I had a visit from work safe last week that put a temporary halt to framing. My safe work method statement didn't contain details of how I was going to install the battens to trusses.( this was easily amended)
Of more concern to me was the fact that it is apparently illegal to work from the bottom chord of trusses at 900 cts to nail off creeper and jack trusses,bracing,top chord ties etc.
I suppose this question is directed to other Tradies but I'm happy to hear others experiences with work safe. Is this rule enforced nationwide or just here in Tassie ? Do you even have to fill out swms for each job ?

----------


## Micky013

That sucks! We have never had safe work on our site here in SA. You are required to prepare a JSA for every job (which we don't). Not sure about the SWMS - boss might have to have one or the builder.  
Also not sure about the legalities of standing on bottom chord to nail off jacks either?? What about when your walking the top plate on a second storey to stand trusses?? We do that all the time. I'm interested to hear our guys thoughts

----------


## OBBob

I'm assuming you're a relatively small business? I'm surprised they even visited you unless you had an incident, someone complained or you have a very bad track record.  :Smilie:

----------


## OBBob

> ...What about when your walking the top plate on a second storey to stand trusses?? We do that all the time. I'm interested to hear our guys thoughts

  This gets into tough territory ... in a bigger construction business there is no way you could do this.
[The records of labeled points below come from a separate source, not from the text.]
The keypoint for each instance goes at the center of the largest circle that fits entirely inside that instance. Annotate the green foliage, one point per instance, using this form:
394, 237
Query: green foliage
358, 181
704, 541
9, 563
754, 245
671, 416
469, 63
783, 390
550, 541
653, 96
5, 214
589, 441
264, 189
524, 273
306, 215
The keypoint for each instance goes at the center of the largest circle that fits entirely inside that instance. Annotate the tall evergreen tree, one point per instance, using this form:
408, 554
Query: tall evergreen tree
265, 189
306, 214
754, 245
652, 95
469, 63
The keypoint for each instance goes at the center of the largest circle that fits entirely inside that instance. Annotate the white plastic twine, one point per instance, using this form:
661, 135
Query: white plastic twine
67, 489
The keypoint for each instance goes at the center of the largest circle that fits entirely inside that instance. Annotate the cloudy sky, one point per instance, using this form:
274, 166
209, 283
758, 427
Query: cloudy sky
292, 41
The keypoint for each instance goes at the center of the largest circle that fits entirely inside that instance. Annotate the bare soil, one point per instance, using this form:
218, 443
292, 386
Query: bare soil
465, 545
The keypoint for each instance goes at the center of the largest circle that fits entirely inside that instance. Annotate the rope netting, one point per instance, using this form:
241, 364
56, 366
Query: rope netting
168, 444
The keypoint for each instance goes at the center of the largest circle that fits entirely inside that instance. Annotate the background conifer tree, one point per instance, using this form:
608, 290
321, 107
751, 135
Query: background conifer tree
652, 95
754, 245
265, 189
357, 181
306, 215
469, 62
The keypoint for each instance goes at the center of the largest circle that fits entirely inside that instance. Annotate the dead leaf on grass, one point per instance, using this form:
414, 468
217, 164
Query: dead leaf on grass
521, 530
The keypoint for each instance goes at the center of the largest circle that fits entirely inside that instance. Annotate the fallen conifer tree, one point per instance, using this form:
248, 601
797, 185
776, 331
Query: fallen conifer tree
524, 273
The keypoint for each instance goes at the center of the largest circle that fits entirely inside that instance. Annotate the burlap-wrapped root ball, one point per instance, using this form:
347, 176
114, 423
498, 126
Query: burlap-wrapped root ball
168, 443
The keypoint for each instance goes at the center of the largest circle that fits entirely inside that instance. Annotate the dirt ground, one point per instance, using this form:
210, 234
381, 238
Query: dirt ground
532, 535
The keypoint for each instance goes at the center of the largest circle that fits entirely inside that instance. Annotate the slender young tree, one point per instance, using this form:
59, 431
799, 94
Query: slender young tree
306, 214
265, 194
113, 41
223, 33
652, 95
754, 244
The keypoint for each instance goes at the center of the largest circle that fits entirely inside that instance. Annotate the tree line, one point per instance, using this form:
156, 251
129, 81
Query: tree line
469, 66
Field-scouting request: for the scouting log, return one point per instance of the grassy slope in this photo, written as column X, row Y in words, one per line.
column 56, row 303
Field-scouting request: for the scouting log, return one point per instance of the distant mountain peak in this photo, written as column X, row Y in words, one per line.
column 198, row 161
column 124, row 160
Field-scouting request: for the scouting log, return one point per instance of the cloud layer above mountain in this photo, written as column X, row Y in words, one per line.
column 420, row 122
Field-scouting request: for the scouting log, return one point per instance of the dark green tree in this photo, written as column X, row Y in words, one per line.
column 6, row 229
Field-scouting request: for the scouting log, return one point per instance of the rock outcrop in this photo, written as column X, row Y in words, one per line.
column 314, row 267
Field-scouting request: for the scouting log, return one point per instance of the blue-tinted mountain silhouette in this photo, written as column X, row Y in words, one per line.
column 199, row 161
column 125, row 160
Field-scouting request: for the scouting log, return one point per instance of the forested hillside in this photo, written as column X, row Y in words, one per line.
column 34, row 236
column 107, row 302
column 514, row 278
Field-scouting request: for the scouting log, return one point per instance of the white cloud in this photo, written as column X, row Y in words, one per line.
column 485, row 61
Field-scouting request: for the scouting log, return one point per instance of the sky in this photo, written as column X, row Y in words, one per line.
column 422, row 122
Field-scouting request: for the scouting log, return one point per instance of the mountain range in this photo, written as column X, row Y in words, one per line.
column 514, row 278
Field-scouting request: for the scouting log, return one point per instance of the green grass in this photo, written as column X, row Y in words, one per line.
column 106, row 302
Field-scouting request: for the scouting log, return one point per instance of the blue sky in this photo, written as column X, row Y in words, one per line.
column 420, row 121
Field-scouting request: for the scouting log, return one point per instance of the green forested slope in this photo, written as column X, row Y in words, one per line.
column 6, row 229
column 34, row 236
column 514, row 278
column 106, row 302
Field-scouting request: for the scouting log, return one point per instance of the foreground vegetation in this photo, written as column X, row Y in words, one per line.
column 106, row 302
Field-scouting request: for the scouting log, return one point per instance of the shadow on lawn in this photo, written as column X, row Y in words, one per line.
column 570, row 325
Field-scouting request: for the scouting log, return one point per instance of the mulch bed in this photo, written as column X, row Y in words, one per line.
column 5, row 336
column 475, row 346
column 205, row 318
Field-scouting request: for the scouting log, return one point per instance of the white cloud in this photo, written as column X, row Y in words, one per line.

I'm sure physical fall protection is required above 2m, which of course gets challenging because there's possibly nothing above you to attach to.

----------


## intertd6

The really tricky bit is you're not allowed to let anybody else do something outside the codes of practice for safe work at heights on your job, by allowing it you are liable for negligence under common law if an injury occurs.
i found that I had to look at a risky tasks as if full grown children had to do it safely, to cover myself from the possibility of loosing the family home in a long legal battle if something serious happened, I have met those in the industry that have been there & it doesn't end well no matter what the outcome.
inter

----------


## Bros

> What about when your walking the top plate on a second storey to stand trusses?? We do that all the time. I'm interested to hear our guys thoughts

  I admire you blokes who can do that as I can't and then walking along screwing the roof battens down.

----------


## jimfish

> What about when your walking the top plate on a second storey to stand trusses?? We do that all the time. I'm interested to hear our guys thoughts

  Not allowed to walk plates under any circumstance down here. I done my first frame in the late 80s so think I have some expertise but that is not taken into account. I'm glad we no longer walk plates on dbl stories but it makes it virtually impossible to get through these jobs in a decent time frame. My trailer looks like a traveling aluminium plank showroom and we spend more time setting up and moving temp scaffold than erecting trusses.

----------


## jimfish

> I'm assuming you're a relatively small business? I'm surprised they even visited you unless you had an incident, someone complained or you have a very bad track record.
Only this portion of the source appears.